But, in all honesty, this has been pretty much how we fall asleep every night since we’ve known each other. Having lived overseas off and on for the past 20 years (has it been that long!?) hasn’t done anything to alleviate the slow list of countries, their advantages and disadvantages easing from my sleep-drunk mouth as I settle into my pillow.

I think the final words last night were something like, “Latin America…sure. Maybe. Or maybe somewhere in Europe.”

I thought we were done with the conversation, but clearly my brain wasn't.

The Dream

We were driving, driving, driving – all packed in the car. Me, my husband, our 3 kids and (interestingly) my mom. It was a beach town. Hilly and beautiful, but full of people and obstacles in the road.

I was trying to find a parking space. “Get that one!” my Mom says.

“No. It’s too small. It’s only for those small cars.”

“But it’s so close.”

“I know, but I tried it. It’s too small….I’ll try again…yep, too small.”

Then more driving. The roads are getting trickier and curvier. There are steeper cliffs and tighter turns. There are more impossible parking spots. The view is nice though.

Finally, we come to the perfect spot, but the entry into the spot is super steep and at a jack-knife turn. I look over to see a family (coincidentally the family of another expat friend I’d just been talking to last night) standing in the parking space.

“Oh, they’re in our way. I’ll just get out and ask them to move.”

I get out. We all get out.

Then I realize I haven’t put on the parking break. The car begins to roll. I’m too late to stop it! It goes sailing, down the hill and over the cliff crashing into an antique store at the bottom of the hill.

“Crap!” I think. I check to make sure we’re all okay.

And then we just stand there watching.

We weren’t even all that afraid. No one freaked out. One guy stopped and took a photo.

We were just there watching and thinking, “Hm."

Hm...indeed.

Last year, in the space of 9 months, we lost my step-dad and both of my maternal grandparents. They were all people who’s influence in my life cannot be overstated.
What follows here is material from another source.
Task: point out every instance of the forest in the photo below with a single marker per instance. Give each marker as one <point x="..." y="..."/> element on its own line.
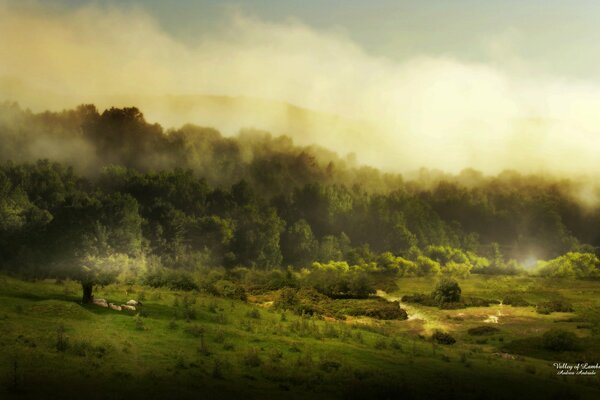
<point x="248" y="264"/>
<point x="120" y="195"/>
You know those people who say or do something and you go back to it forever? The people whose words you access when you’re struggling with a decision? The individuals whose embrace, quiet reflection or gentle laugh brings you home even when you don’t know where you are?

Even some of their tiny, little throw-away sentences, things they probably would not even remember having said, now have permanent real estate in my brain. “I can’t really get on board with hell because I know some really nice Hindus,” or “I wouldn’t worry about it. You were dating. That’s what dating’s for.” I’ve filed them all away for reference. Small things may even have become the guiding force of my views on big things like love and spirituality.
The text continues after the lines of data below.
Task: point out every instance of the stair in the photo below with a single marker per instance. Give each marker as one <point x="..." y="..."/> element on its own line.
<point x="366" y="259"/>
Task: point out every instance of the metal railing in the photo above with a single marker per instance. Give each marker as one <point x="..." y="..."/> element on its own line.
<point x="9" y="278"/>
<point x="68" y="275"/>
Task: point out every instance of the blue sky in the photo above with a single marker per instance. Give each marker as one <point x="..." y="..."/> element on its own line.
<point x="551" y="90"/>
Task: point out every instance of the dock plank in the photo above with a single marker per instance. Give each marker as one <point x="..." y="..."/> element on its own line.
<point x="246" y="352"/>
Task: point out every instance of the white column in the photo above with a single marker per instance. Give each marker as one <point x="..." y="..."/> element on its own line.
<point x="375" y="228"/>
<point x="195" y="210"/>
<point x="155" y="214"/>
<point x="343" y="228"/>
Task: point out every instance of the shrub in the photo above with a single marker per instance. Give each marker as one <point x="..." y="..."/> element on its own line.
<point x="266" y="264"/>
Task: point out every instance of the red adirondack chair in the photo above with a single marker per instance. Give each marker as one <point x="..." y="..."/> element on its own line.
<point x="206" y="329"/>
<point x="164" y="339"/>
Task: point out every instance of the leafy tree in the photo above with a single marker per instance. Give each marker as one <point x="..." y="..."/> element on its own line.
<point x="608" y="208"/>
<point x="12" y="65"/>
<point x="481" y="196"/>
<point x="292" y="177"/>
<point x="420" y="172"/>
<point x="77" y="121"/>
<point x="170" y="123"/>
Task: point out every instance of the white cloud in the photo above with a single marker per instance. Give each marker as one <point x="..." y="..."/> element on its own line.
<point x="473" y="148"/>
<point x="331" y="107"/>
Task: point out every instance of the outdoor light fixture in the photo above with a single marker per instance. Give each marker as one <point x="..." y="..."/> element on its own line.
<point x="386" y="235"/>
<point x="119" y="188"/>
I hold on to the fact that if I close my eyes I can still hear their voices. In that sense, they’re not really lost. Of course this means no hugs. But they’re not gone. Mostly I just refuse to believe that they are. I can still know them. Because of the millions of words exchanged between us over most of four decades I can still hear their responses to specific situations. It’s like my own secret panel of advisors.

This is kind of true for all my friends in far off places too. No, it’s not the same, but it’s not completely different either. There are moments when I know a dear friend is sleeping in her corner of the globe. I won’t wake her, but I know what she’d say and what she’d do if she were here. She (the many, many she’s all over) has her own stock of advice that I need to take and embraces that I need to accept. She’s another member of this invisible panel of advisors collected in my deepest thoughts.

And come to think of it – this isn’t just about the people either. All the little rincones of the globe hold their reflections that guide me too. I bet it’s the same for you. When you walk outside in Japan, sometimes you think, “This day feels like Madagascar.” Each place we’ve been has a reflection, a memory, some words of wisdom locked away to guide us.

We move to all these places and we meet all these people, but they don’t leave us.

We close our eyes and we can tread the same path from the fruit stand back to the office without even thinking. We hear the same car sounds and smell the same mix of exhaust and sea and in those moments all the things we learned come rushing back. The one thing she said that day, in the car, in the summer of 1984 that changed your whole perspective of the world. A clink of a glass, the scent of a loved one’s perfume, the feel of someone’s hand in your own – each little memory deepens the map in your mind that leads you back to wisdom.

So it’s not all lost, just a little bit different.

Just because you go from place to place doesn’t make you lost either, maybe just a little bit different.

There’s a lot of wisdom stored in those mental maps you’ve collected. Go ahead. Close your eyes and find it.

2 Comments

Traditions for Transfer

I recently came across a letter I wrote to myself in January 2000. It’s sealed. I haven’t opened it and I’m not sure when I will. The idea of writing letters to myself has long had this sort of mysterious appeal to me. I think it lies in the idea that there’s a gift in finding a way to be your own personal cheerleader months or even years later.

This summer we will move for the 8th time in 7 years. This move will just be from Yokohama to Tokyo, but the difference of 15 miles will bring a lot of changes – new neighborhood, new friends, new schools for the kids, a new job for my husband, new grocery stores and post offices, restaurants and doctors’ offices. A lot will stay the same, but many more things will be different.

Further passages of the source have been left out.